When you sit down in front of a steaming dish of your favorite food, all your senses are on high alert. First, you see the food in all its delicious glory. Then, you smell the food and the aromas waft into your nose. Next, you touch the food as you scoop up a forkful to your mouth and finally, you taste the food as the textures of the ingredients grace your palate. The only sense that doesnt play much of a role is the sense of hearing (unless youre eating food thats sizzling and crackling!) My point is, eating is a very sensual experience, and the inability to use one of the senses alters it overall.

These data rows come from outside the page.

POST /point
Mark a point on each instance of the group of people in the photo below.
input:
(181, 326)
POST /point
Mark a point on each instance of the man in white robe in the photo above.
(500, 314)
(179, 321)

Last week, an 18 year old cat came into the PPAC with concerned parents, stemming from its recent rapid weight loss—2 lbs since March—and, a loss of appetite. Two pounds may not sound like much to us, but to a small cat, thats quite a bit. Dr. S. did some blood work and a general physical exam to take a look.
The exam revealed not much—just a runny nose. The blood work on the other hand showed kidney failure and an elevated white blood cell count which showed that there was an infection. To probe deeper, Dr. S. also took an ultrasound which revealed evidence of pancreatitis. In an elderly cat, these medical issues are not all that uncommon so they went ahead and treated these various ailments. Unfortunately, this did not seem to resolve the issue and the cat continued not eating. Though he would stick his nose in the food, with apparent interest, he rarely was inspired to actually chow down.
Reflecting on the situation, Dr. S. had a chat with Anna, one of the techs at the PPAC who mentioned that her son, an adorable kid with chronic asthma, often seemed off his food. When this happened, Anna would declog his nose with a nebulizer and voila, his appetite would return. Dr. S. tried just this and, like Annas son, the cat was back on his food.
Turns out, the kitty just needed to be able to smell his food to want to eat it.